TUNIS, Tunisia (AP) — Partai Islam yang berkuasa di Tunisia telah setuju untuk mundur dan memilih pemerintahan sementara dalam upaya menyelesaikan krisis politik yang telah melumpuhkan negara itu, kata para pejabat pada Sabtu.
Pembunuhan seorang politisi sayap kiri pada akhir Juli – yang kedua dalam lima bulan – merupakan titik balik bagi oposisi yang tidak puas di negara itu, yang menarik para wakilnya dari parlemen dan melancarkan serangkaian protes di seluruh negeri.
Pihak oposisi juga menyalahkan partai Ennahda yang berkuasa karena mengabaikan tren peningkatan kelompok Islam radikal, yang beberapa di antaranya menyerang kedutaan besar AS di Tunis tahun lalu. Namun pemerintah telah menindak kelompok-kelompok ini dan memenjarakan banyak anggotanya.
Tunisia memulai Arab Spring dengan menggulingkan diktator Zine El Abidine yang telah lama berkuasa, namun transisinya menuju demokrasi terganggu oleh serangan teroris, kesulitan ekonomi dan meningkatnya perpecahan antara Ennahda dan oposisi.
Setelah pembunuhan kedua, UGTT, serikat pekerja utama di negara tersebut, bersama dengan anggota masyarakat sipil lainnya melakukan mediasi selama dua bulan antara pemerintah dan oposisi untuk mengembalikan transisi ke jalur yang benar.
“Ini merupakan perkembangan positif bagi Ennahda, yang menerima rencana tersebut tanpa syarat atau syarat apa pun, dan akan menghilangkan kebuntuan,” kata Bouali Mbarki, wakil ketua serikat pekerja, pada hari Sabtu. Dia mengatakan serikat pekerjanya mempunyai pernyataan tertulis dari Ennahda tentang hal itu, dan pejabat oposisi juga mengkonfirmasi perjanjian tersebut.

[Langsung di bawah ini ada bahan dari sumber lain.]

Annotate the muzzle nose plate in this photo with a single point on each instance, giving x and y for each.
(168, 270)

Peta jalan yang ditetapkan oleh para perunding adalah pemerintahan Perdana Menteri Ali Larayedh akan mengundurkan diri dalam tiga minggu, seiring dengan kemajuan negosiasi mengenai pembagian tokoh apolitis untuk menggantikannya dan pemerintahan sementara yang non-partisan.
Sementara itu, anggota parlemen yang memboikot Majelis akan kembali bekerja dan menyelesaikan konstitusi dalam empat minggu ke depan.
Sebuah komisi pemilihan juga akan dibentuk untuk menetapkan tanggal dan menyelenggarakan pemilihan presiden dan legislatif dalam beberapa bulan mendatang.
Dengan kudeta militer di Mesir dan negara tetangga Libya yang dibanjiri oleh milisi saingannya, Tunisia diawasi dengan ketat untuk melihat apakah transisi pasca Arab Spring dapat berhasil.
Meskipun terjadi serangan teroris, tren ekstremis yang meningkat, dan perdebatan politik yang seringkali sengit, politik Tunisia diwarnai oleh kolusi dan konsesi antar faksi.
Analis politik Salaheddine Jourchi mengatakan keputusan Ennahda menunjukkan bahwa mereka menyadari bahwa sikap kaku mereka terhadap pemerintah baru tidak akan menghasilkan apa-apa dan bahwa keseimbangan kekuatan di masyarakat tidak mendukungnya.
“Konsesi ini merupakan hasil tekanan yang diberikan oleh oposisi dan masyarakat sipil,” katanya. “Hal ini memungkinkan Ennahda untuk mengambil tindakan sendiri dan menata rumahnya karena citranya baru-baru ini ternoda.”
Dia juga mencatat bahwa majelis konstitusi yang didominasi oleh Ennahda akan tetap ada sampai pemilu baru, yang masih akan memberikan suara yang kuat dalam masa transisi.